Le mostre di Como: frutto della «mostrite»? Un lettore scrive alla Provincia
Cara Provincia, non mi sembra che le “mostre” che si sono tenute a Como possano, al di là del nome, considerarsi come mostre d’arte. La mostra d’arte si caratterizza per una forte impronta culturale, diretta ad illustrare un dato artistico, nella complessità della sua attività e delle sue opere, un dato momento o movimento artistico in un luogo o in un’epoca storica. A Como ricordo nell’immediato dopo-guerra la mostra su Bernardino Luini, più tardi la mostra del pittore americano Congdon (che in Lombardia ha trovato, con la fede, la sua massima espressione artistica), mostra la cui valenza culturale è ancora oggi viva nelle citazioni dei vari testi in materia.
Le cosiddette “grandi mostre” di recenti impianti a Como non hanno nulla di culturale, trattandosi della semplice trasposizione a Como di raccolte molto parziali e limitate di alcuni moderni, o dell’affitto di alcuni quadri da parte di musei-bisognosi di denaro- senza alcuna preparazione e approfondimento culturale. Sono, cioè quelle di Como, il frutto della “mostrite” (dall’indubbio doppio significato), come è stato autorevolmente definita la mania, soprattutto dei piccoli Comuni, di darsi una pseudo veste culturale, facendo “mostra” di tutto e di tutti, senza alcuna “intelligenza” nel “capire” e nel fare capire ciò che si mostrava.
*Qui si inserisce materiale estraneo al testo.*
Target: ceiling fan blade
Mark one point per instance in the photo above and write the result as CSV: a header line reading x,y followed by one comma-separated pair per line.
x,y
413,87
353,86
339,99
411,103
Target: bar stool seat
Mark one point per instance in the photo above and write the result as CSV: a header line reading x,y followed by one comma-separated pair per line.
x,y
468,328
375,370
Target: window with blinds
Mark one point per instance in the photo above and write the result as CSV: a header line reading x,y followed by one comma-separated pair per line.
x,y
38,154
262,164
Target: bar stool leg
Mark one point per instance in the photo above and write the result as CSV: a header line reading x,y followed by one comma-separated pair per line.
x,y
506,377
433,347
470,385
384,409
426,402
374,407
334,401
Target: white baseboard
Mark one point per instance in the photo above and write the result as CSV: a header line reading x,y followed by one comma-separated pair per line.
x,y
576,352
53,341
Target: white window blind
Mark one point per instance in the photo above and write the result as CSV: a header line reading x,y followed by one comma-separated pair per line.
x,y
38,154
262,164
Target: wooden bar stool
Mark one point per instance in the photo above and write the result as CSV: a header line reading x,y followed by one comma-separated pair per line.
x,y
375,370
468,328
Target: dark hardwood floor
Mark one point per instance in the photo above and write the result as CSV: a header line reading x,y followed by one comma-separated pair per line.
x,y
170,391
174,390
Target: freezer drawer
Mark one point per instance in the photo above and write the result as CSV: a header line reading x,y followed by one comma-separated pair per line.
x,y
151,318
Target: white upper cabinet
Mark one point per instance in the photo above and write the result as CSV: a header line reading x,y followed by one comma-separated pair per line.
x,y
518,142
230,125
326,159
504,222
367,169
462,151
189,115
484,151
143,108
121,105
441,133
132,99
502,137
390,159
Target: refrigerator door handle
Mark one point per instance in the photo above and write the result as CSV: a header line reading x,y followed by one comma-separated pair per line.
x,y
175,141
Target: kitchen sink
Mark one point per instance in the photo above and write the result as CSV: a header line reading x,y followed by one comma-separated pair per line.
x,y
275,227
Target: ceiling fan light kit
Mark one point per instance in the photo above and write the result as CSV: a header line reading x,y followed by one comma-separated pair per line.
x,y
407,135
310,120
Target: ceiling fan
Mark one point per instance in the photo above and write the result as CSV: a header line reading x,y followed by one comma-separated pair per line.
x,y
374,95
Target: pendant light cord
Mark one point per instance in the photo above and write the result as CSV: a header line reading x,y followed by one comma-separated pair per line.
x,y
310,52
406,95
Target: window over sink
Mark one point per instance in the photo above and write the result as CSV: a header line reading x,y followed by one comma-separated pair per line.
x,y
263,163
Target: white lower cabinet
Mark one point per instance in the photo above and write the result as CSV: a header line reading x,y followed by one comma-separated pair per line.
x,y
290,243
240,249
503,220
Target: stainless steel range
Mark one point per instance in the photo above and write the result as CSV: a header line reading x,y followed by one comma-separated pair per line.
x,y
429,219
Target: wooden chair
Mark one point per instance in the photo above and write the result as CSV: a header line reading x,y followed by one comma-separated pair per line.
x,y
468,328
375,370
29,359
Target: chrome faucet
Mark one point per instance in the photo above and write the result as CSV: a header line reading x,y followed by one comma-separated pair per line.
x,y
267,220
Di ciò approfittano musei e raccolte che affittano alcune loro opere, al fine di avere degli introiti; sul mercato di tali offerte ce ne sono parecchie e non c’è proprio bisogno di girare il mondo (in prima classe) per conoscerle.
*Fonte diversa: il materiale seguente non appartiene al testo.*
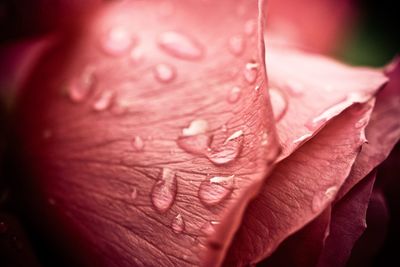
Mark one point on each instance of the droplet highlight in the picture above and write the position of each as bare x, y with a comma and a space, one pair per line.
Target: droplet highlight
216, 189
164, 191
236, 45
180, 45
117, 41
178, 224
323, 198
164, 73
228, 151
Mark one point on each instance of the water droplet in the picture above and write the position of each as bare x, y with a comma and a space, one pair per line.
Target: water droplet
322, 198
279, 103
137, 143
228, 151
236, 45
164, 73
134, 193
117, 41
250, 27
164, 190
198, 126
250, 72
178, 224
180, 45
196, 144
103, 101
82, 85
234, 94
213, 191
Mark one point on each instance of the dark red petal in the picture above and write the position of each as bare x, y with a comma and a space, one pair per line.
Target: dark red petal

A mio parere, perché una mostra d’arte sia tale e riscuota interesse più vasto di quello casalingo (cittadini e normali visitatori della città, che non portano benefici indotti di sorta) e abbia una risonanza tale da attirare, in virtù propria, dei visitatori, deve essere frutto di un disegno culturale di un certo impegno e di una adeguata preparazione, non necessariamente rivolta a grandi nomi. L’esempio di Bergamo e Brescia, con la valorizzazione degli artisti locali, è da seguire.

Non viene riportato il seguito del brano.